The woman smiles and puts the microphone away. “Thanks. That was great.” She hands me her card. “By the way, have you heard about the seed library?”
“Seed library?” I ask.
“It launched last spring. I did a story on it, and I follow them now on Twitter.” She explains how anyone with a public library card can borrow seeds to grow in their own gardens. When those plants go to seed, people harvest, dry and return the new seeds to the library for the next season. “They accept donations too. Someone left them a huge collection a few months ago, and people are all excited about it. It includes some really rare seeds, I guess.”
Nikko scribbles in his notebook. “Any idea who the donor was?”
“No,” she says. “I’m sure you could find out though.”
“I’ll do that.” Nikko catches my eye, and I stifle a laugh because I know we don’t need to try to find out who it was.
Now I know why I couldn’t find the seed collection.

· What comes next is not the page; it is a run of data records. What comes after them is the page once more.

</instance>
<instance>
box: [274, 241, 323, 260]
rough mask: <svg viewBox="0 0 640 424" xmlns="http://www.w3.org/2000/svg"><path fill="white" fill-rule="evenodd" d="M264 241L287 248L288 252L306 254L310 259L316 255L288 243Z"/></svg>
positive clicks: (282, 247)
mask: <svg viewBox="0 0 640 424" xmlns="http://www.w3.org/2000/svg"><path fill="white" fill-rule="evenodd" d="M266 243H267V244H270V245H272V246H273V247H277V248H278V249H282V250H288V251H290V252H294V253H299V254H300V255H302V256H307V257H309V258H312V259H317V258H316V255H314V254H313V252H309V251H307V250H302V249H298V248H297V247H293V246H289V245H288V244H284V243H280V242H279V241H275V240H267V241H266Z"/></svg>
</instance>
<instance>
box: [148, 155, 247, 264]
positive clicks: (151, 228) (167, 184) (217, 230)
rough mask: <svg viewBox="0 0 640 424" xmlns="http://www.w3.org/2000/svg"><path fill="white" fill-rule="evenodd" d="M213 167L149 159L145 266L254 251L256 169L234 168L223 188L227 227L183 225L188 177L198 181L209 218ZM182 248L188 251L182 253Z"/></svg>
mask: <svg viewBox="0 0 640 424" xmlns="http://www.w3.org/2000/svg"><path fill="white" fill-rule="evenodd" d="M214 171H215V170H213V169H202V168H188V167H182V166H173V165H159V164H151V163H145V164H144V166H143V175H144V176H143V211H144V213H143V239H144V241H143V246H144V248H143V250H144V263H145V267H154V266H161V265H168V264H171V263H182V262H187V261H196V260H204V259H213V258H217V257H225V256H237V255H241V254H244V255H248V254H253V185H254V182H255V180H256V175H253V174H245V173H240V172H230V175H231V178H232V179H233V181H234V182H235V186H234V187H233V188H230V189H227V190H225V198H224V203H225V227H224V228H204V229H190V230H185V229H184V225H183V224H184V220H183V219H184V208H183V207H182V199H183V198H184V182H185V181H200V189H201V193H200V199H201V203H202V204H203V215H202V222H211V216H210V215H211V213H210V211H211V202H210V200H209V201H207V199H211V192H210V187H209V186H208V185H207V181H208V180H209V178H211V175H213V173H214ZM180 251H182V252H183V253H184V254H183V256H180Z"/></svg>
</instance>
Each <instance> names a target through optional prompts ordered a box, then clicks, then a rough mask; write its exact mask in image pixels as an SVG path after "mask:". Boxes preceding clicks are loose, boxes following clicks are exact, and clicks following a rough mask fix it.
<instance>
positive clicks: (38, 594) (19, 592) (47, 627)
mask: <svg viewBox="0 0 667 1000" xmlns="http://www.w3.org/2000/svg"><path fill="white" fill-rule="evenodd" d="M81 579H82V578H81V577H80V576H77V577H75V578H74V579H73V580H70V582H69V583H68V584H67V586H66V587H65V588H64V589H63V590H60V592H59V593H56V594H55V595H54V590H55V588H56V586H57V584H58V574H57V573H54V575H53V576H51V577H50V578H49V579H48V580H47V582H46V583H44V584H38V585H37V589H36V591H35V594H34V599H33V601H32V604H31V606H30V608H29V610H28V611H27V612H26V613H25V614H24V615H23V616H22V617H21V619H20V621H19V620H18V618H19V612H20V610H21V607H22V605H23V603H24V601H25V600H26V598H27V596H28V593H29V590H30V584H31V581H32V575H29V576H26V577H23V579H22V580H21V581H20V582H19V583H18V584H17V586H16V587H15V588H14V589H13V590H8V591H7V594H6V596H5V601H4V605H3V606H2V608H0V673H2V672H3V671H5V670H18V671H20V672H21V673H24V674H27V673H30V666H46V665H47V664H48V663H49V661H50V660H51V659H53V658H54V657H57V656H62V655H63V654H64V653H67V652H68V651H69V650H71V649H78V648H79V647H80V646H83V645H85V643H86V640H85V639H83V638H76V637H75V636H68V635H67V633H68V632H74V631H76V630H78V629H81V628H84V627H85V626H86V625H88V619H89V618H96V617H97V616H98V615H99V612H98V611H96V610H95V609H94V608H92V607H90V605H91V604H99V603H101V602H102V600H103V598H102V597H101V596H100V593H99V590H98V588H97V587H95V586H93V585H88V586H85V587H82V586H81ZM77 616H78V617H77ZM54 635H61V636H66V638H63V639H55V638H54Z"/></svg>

Turns out, Uli did have a plan after all. All these weeks while I was watering, trespassing and guerilla gardening—becoming a much bolder person than I’ve ever been before—the library was preparing his collection for the whole city to use.

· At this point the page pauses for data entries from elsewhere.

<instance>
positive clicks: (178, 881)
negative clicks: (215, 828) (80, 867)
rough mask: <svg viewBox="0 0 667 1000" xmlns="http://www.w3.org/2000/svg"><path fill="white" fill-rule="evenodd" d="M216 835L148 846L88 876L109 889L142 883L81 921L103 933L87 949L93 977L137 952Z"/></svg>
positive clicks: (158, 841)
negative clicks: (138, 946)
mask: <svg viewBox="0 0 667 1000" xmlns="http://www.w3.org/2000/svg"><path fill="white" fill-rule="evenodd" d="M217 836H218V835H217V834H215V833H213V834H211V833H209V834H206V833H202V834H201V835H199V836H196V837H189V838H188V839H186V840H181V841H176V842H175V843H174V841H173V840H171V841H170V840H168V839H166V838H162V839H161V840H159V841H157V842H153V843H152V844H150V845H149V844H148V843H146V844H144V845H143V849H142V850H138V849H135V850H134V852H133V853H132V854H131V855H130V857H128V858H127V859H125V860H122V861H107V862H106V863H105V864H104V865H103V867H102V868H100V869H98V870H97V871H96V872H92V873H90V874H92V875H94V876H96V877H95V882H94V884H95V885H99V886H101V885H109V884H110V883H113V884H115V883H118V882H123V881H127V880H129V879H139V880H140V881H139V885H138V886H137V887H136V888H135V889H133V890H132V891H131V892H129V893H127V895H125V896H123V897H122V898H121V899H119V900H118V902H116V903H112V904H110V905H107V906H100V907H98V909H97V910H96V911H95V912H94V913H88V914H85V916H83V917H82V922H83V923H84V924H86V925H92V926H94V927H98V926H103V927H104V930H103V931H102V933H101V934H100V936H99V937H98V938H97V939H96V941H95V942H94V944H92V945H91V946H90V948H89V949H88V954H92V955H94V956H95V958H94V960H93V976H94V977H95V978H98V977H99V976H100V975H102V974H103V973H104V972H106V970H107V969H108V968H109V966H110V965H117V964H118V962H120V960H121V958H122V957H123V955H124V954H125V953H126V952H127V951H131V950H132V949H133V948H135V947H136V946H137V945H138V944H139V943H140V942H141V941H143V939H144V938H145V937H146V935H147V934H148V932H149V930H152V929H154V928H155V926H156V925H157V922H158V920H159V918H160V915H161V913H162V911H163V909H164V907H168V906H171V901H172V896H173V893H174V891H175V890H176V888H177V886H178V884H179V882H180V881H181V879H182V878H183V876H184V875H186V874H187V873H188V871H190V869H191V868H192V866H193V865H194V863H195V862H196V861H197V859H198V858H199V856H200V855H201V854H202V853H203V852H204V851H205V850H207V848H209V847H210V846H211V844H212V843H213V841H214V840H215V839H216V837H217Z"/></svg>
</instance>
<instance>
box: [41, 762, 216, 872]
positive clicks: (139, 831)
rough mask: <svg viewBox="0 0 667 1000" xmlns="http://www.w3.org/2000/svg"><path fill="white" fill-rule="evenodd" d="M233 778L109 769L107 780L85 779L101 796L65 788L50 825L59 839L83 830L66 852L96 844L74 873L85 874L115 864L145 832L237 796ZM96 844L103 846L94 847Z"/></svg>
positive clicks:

I made a promise to the people who gave me the seeds, Uli said. Darned if I’ll go back on it now.
When Dad told Uli not to garden this year, my grandfather answered with his best poker face. He even managed to look a bit offended. But I see now that he was bluffing. He’d already looked after the future of the seed collection. What he didn’t want to give up on was me. And our family. Asking me to garden with him was his last-ditch attempt to repair everything that had fallen apart since he’d planted the garden in the first place, the year my grandmother died.

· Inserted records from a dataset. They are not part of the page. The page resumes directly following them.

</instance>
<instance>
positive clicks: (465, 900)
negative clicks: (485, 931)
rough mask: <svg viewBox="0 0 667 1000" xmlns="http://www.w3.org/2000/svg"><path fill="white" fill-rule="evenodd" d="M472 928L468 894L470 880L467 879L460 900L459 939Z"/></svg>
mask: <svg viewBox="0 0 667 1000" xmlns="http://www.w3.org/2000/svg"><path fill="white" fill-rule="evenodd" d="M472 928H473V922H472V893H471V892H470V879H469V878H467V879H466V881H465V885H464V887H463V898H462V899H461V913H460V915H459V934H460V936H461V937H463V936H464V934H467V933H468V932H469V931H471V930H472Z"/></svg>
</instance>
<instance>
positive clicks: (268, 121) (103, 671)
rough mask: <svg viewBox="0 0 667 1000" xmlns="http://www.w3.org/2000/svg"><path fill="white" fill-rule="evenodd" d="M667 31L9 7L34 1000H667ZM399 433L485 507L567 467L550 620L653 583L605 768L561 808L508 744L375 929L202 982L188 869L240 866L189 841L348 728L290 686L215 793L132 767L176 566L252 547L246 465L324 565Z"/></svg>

Even though I’d thought he was a little bit crazy, I’d agreed to it, because I’d left my whole life in Montreal, and I had nothing to lose. I had no idea then that by digging in the dirt, I’d get the stories of my great-grandmother’s tree and my grandmother’s sailboat and why Dad had left this place and why he wanted to come back. But most of all, I’d get to know my grandfather.
“What do you think was in the red box then?” I ask Nikko when the reporter has gone back to her car.
“Who knows?” He moves his head in the direction of the crowd across the street. “Do you think we should tell them to stop protesting? That the lost collection has been found?”
“Nah,” I say. “I bet Uli’s enjoying watching this, wherever he is.”
“Digging into his big bowl of chocolate ice cream in the sky.”